In preparation for the class, I did a search on Starbucks and instant coffee on Google. Up came stories primarily from bloggers not from the mainstream media. Amazingly, if you search for ‘Starbucks instant coffee’ and ‘New Coke’, you actually pull up the article that I wrote.

Just as I was about to finalize and e-mail my presentation to the professor, I was surprised to receive a very gracious and good-humored response from Starbucks’ own Matthew Guiste, whose team is in charge of their social media efforts.

Here’s the comment that Matthew made to my post:

Thanks for the thoughtful commentary. I don’t know if it was a bazillion, but we did do a lot of research before this move, for sure. We think there’s a great opportunity in the market, one that tastes great and is 100% natural. As coffee-lover, I have a number of uses already in mind–visiting my father who lives in the country, to send to a friend of mine who’s office has bad coffee, and for mornings when I’m in a hurry. For reasons like that I personally can’t wait to get more than just my sample versions.
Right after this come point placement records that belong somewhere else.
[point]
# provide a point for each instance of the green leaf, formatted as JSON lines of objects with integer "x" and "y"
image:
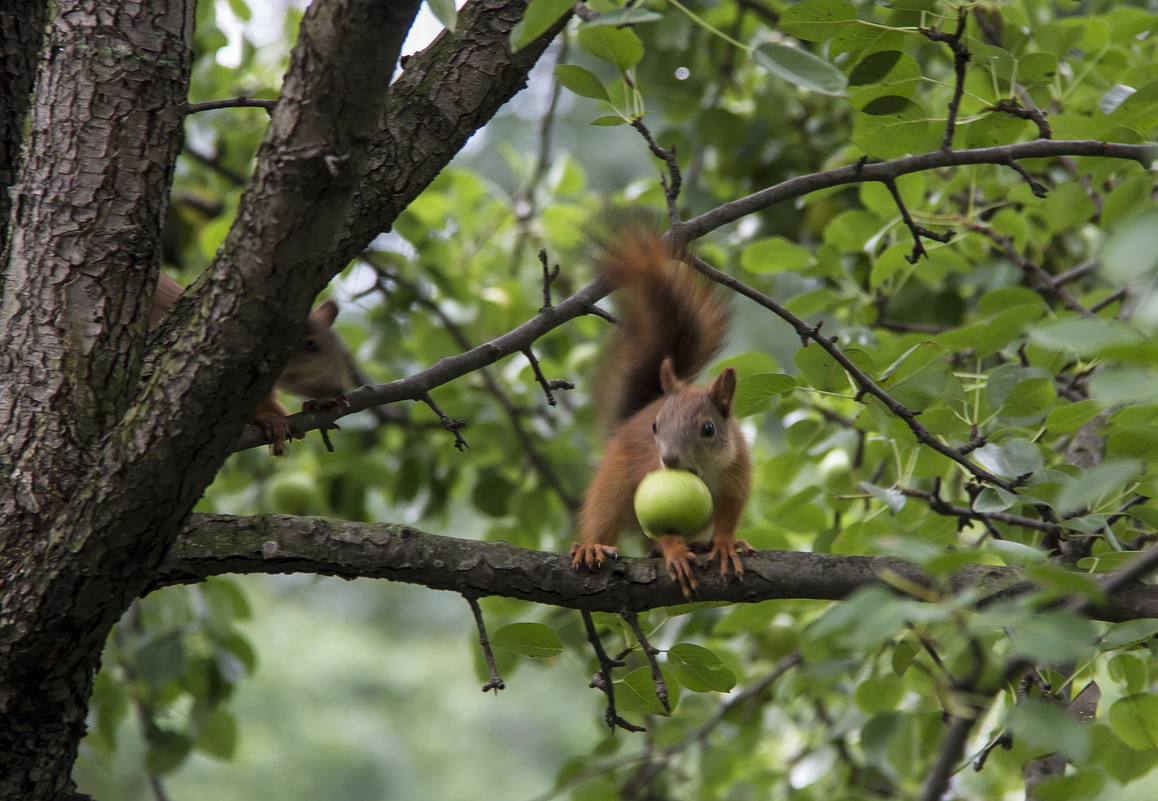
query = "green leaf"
{"x": 1076, "y": 786}
{"x": 160, "y": 661}
{"x": 1135, "y": 720}
{"x": 1069, "y": 418}
{"x": 1084, "y": 336}
{"x": 903, "y": 655}
{"x": 445, "y": 12}
{"x": 776, "y": 254}
{"x": 700, "y": 669}
{"x": 1045, "y": 636}
{"x": 1133, "y": 248}
{"x": 879, "y": 693}
{"x": 631, "y": 15}
{"x": 1011, "y": 458}
{"x": 994, "y": 499}
{"x": 637, "y": 692}
{"x": 920, "y": 377}
{"x": 860, "y": 39}
{"x": 754, "y": 394}
{"x": 616, "y": 45}
{"x": 580, "y": 81}
{"x": 1124, "y": 384}
{"x": 529, "y": 639}
{"x": 1032, "y": 397}
{"x": 891, "y": 126}
{"x": 820, "y": 369}
{"x": 801, "y": 68}
{"x": 1128, "y": 632}
{"x": 217, "y": 735}
{"x": 1098, "y": 485}
{"x": 818, "y": 20}
{"x": 167, "y": 750}
{"x": 540, "y": 16}
{"x": 881, "y": 74}
{"x": 1013, "y": 553}
{"x": 889, "y": 497}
Did you get a chance to order a free sample?

Matthew’s comment was completely positive. Even better, he turned it into an opportunity to possibly persuade me of the error of my ways and encourage me that the new product would be a good thing.

Clearly, Starbucks has set up listening posts on the Internet so that it can monitor what people are saying about the company, its activities, and its products. When team members like Matthew respond to what they hear, they seek not to confront but to engage bloggers like me. That’s both positive and powerful in reinforcing the Starbucks image as good guys with great products.

Why you should emulate the Starbucks listening and response methodology

Today, it is both easy and free to monitor what others are saying about you, your products, your industry, and related issues on the Internet. With tools like Google Alerts and TweetGrid and TweetDeck for Twitter, you can monitor those activities in real time. Whenever appropriate, you can respond promptly–and positively–to what you hear. This makes for a wonderful way to engage both your customers and prospects as well as thought leaders on the web.

I may still be skeptical about instant coffee from Starbucks, but I sure admire their constructive use of social media to monitor and to engage folks who are taking an interest in the company. And, I do love their coffee.